Larry Sultan was born in Brooklyn in 1946, but moved with his family as a young child to the San Fernando Valley outside Los Angeles. The artist, who died in 2009, always said that he had no memory of New York, and that Los Angeles was his home.
Home was an important theme for Sultan, a subject that inspired his best pictures. Sultan’s parents were Jews from Brooklyn who joined a huge migration west in search of some of the things that California has always represented—everything from sunshine to golf courses to a new identity. And they found a lot of those things there, although there was trouble in paradise, as Sultan’s pictures show.
The artist’s photographs, on view in the galleries of the vast San Francisco Museum of Modern Art in the exhibition “Here and Home,” range from the satirical to the public and from engineering archives to the deeply personal. Through SFMOMA’s galleries, we follow his path to those personal pictures. Sultan typically showed his early satirical work on billboards, and art galleries didn’t want any part of it. With another photographer, Mike Mandell, he became an archivist, exhibiting photos taken by the federal government for NASA stations near the Bay Area. Eventually he returned home to Los Angeles, to take pictures of his family and his neighbors.
“Photography was a natural outgrowth,” Sultan said in an interview done in 2003 for the Los Angeles County Museum of Art, which is excerpted in the last gallery of the SFMOMA show. “Endlessly looking at the world…I found a way of having a profession that seemed consistent with my personality.”
“Few people make a living as an artist,” Sultan said, “so instead of conforming to the model of what you should do, just get the demons out of one’s system, all the pleasures and all the fantasies, and run with it. That’s been terrible for my career, but wonderful for my soul.”
When Sultan returned home to his parents’ house, he went to work on his 1983-92 series “Pictures from Home,” a compendium of stills remixed from home movies to which he added posed scenes of his father and mother (separate and together) swinging golf clubs and watching television. The parents dressed the part of prosperous Californians, yet the mood is elegiac and muted. Sultan’s father was a self-made success, an orphan from Brooklyn who worked his way up the corporate ladder as a sales executive for Schick Razors. When the company relocated, and he chose to stay in California, the man who looked very much like his artist son never worked again. Both parents collaborated as Sultan staged images of their lives. Among the project’s inspirations was An American Family (1973), a once-famous reality show/documentary about the lives of the Loud family of Santa Barbara.

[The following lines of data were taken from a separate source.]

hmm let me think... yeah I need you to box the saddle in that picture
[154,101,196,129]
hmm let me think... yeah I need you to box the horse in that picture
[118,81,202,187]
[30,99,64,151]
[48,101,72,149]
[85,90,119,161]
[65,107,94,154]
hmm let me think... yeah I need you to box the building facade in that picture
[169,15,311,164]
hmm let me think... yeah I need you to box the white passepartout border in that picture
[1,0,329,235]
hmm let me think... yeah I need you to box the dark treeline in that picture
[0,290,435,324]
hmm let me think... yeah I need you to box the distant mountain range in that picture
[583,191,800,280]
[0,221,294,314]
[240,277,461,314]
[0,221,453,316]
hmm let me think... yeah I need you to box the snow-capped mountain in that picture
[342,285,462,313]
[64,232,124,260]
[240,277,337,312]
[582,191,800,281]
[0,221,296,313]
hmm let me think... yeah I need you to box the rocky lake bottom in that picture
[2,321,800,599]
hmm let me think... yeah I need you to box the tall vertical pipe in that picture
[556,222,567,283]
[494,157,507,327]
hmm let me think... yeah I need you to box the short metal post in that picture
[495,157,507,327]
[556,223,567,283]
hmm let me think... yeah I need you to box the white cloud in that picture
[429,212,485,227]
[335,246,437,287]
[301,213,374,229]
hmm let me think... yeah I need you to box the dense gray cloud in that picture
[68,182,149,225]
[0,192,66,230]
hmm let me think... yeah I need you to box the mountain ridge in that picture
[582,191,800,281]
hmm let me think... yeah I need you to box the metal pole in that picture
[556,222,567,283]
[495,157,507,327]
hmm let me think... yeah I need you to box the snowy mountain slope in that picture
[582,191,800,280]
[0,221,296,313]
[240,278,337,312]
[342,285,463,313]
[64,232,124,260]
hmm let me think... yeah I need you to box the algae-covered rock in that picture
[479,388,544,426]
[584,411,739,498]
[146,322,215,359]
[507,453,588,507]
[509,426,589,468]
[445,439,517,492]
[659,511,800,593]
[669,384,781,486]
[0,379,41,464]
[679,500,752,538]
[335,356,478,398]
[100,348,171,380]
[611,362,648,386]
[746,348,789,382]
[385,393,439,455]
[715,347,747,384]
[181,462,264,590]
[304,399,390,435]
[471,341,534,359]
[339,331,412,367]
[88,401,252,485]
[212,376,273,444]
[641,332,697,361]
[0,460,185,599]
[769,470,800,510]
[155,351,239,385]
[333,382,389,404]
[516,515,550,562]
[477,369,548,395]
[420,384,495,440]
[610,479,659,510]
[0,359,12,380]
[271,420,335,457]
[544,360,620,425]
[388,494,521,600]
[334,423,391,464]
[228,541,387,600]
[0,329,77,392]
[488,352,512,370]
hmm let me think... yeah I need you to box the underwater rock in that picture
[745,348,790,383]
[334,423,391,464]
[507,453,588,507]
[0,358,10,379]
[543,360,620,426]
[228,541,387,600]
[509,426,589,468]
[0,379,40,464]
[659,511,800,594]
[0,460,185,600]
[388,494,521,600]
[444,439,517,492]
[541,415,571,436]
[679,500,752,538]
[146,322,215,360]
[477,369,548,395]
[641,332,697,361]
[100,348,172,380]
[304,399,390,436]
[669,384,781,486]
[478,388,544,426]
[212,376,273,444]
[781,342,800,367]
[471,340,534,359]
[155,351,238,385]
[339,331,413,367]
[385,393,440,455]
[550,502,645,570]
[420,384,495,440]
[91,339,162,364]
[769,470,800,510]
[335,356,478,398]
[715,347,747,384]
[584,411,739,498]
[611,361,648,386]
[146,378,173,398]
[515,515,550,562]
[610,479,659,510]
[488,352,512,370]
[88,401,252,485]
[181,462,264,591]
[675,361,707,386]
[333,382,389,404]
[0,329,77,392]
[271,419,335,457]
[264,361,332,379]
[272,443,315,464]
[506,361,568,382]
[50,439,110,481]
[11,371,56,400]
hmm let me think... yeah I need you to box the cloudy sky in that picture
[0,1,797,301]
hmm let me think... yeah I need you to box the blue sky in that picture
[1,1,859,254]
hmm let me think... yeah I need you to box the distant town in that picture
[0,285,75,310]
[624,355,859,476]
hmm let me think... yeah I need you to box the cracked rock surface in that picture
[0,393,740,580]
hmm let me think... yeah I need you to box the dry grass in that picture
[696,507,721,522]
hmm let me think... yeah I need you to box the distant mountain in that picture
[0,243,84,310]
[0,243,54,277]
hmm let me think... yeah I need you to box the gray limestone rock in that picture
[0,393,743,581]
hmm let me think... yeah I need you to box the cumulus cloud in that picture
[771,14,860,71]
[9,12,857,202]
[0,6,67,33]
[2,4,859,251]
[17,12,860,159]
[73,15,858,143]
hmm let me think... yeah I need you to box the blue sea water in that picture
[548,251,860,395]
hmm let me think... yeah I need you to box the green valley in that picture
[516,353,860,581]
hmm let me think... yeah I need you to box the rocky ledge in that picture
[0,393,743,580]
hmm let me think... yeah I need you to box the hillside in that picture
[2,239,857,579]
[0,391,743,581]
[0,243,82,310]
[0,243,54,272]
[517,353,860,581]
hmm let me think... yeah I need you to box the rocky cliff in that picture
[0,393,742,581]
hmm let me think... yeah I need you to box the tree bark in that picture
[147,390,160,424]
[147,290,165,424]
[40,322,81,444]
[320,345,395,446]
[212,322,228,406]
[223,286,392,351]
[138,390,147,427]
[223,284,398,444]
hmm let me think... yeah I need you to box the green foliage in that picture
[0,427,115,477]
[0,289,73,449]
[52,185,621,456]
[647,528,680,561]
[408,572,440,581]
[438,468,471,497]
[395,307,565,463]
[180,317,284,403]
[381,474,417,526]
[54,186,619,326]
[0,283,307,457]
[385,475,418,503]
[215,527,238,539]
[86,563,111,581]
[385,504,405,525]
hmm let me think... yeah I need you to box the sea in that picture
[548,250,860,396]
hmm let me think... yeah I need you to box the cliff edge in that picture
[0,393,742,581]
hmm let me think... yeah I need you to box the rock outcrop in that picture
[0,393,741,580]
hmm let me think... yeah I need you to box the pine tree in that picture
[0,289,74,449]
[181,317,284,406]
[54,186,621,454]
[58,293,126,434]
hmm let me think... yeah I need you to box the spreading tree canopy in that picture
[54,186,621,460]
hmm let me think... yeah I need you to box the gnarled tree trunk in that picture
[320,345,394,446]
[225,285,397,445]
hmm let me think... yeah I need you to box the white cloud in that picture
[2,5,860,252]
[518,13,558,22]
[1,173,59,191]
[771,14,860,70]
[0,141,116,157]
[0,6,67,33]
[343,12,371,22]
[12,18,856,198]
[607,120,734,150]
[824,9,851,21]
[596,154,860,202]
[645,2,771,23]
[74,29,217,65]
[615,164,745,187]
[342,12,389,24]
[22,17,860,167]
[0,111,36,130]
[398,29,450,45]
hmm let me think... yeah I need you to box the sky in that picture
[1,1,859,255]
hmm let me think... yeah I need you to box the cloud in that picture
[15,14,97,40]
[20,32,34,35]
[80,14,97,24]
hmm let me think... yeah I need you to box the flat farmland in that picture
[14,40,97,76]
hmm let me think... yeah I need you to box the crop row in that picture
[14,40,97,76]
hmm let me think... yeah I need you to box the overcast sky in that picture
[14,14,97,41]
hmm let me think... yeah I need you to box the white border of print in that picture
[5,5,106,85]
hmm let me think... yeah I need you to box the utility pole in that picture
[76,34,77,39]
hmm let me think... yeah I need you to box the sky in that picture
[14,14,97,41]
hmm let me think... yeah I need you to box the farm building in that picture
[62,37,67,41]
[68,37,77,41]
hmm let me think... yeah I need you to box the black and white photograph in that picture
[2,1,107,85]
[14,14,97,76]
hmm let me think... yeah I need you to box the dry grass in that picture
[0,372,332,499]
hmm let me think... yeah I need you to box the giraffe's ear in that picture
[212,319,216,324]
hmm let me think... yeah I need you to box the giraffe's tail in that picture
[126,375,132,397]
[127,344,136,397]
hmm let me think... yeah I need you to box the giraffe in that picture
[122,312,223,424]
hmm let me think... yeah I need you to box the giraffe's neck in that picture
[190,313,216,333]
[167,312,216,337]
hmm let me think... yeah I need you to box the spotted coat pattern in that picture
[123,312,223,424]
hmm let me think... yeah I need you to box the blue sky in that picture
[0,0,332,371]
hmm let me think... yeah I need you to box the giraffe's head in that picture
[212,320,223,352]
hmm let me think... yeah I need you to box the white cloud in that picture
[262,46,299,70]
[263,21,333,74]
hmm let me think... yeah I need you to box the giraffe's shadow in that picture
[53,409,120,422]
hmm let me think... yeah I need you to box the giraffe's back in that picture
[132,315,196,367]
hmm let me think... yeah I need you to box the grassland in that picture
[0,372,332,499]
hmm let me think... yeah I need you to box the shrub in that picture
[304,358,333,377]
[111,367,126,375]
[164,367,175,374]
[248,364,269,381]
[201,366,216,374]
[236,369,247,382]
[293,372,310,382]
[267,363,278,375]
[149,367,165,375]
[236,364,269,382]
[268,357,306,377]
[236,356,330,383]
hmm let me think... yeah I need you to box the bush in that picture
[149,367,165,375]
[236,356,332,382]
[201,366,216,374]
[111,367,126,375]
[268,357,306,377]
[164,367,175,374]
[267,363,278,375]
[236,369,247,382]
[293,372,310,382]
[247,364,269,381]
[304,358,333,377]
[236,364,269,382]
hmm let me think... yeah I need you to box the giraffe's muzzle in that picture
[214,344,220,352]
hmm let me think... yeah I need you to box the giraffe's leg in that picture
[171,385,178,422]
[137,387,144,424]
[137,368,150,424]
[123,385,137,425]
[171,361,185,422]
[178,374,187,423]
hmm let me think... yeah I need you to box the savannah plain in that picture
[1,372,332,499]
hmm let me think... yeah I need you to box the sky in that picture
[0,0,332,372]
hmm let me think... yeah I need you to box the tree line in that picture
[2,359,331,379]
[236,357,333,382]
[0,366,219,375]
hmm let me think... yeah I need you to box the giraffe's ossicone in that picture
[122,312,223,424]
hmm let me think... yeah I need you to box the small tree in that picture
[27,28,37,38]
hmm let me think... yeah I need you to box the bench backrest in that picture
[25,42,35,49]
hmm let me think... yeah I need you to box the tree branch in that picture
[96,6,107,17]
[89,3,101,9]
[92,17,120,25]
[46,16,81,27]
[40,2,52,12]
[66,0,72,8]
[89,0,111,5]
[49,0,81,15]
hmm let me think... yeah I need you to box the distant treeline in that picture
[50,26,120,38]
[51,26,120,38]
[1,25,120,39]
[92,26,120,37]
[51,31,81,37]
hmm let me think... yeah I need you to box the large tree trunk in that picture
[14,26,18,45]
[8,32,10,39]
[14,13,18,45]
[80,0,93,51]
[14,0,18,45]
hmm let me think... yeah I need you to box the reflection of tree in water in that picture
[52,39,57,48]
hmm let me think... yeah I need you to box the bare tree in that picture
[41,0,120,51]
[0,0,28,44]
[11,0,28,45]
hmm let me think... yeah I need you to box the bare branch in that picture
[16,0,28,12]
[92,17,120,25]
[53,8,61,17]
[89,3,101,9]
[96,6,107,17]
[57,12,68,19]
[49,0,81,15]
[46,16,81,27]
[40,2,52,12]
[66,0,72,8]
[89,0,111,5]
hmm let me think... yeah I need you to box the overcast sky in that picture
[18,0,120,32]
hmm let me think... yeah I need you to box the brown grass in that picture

“I felt that family was one of the most complicated unnerving institutions,” said Sultan, “and yet it’s the last institution that anyone believes in. We don’t believe in the government, we don’t believe in the church, certainly we don’t believe in the bank. The family still has a pull. It’s a very interesting place.”
When Sultan took those family pictures around to galleries and museums, hardly anyone would look at them. Anything to do with family was considered a theme more appropriate for women. But eventually curators saw the emotion in those personal pictures. Today, the photographs feel as iconic as Willy Lohman from Arthur Miller’s Death of a Salesman, in a radically different palette.
The Valley wasn’t just home to Sultan as a child and his parents. The houses that were empty during the day, at least some of them, became home to crews shooting pornographic films looking for locations that looked like real homes. We see pictures drawn from a series, The Valley, in the exhibition, with ordinary interiors and terraces that look like any other suburban setting, except that porn stars who aren’t wearing much look into Sultan’s camera. But Sultan didn’t have a hidden lust for this subject; his introduction to the scene came when he got an assignment from an English publisher to photograph the subject of “great jobs,” one of which was to act in pornographic films. He went to those initial porno shoots with his wife.
The film locations in suburban homes were ideal for Sultan’s observation. They were empty houses meant to look like homes where porn stars, cast as ordinary people, acted out their fantasies, all for the secret pleasure of an audience out there somewhere. These performers were real people in the process of acting out an unreal kind of fiction in the homes of other real people who weren’t there.
The genre of the backstage photo that begins to reveal the person behind the mask is a staple of modern photography. At SFMOMA right now, another selection of pictures that deal with this theme by Diane Arbus are on view in an exhibition of early images. That show that began at the Met, and is located down the hall from Sultan’s work. But while Arbus was seeking to be disturbing, Sultan’s pictures of porn shoots, even in the interiors, always feature California light and an aura of comfort, even though you suspect that some nasty things are going on.
Too comfortable? Maybe. Yet these scenes, as Sultan the documentary photographer discovered, were part of that region’s landscape. After all, when he started, “photography was just permission to do reportage.”
“The truth can be staged, and it can be found,” he said.
“Larry Sultan: Hear and Home” is on view through July 23 at the San Francisco Museum of Modern Art.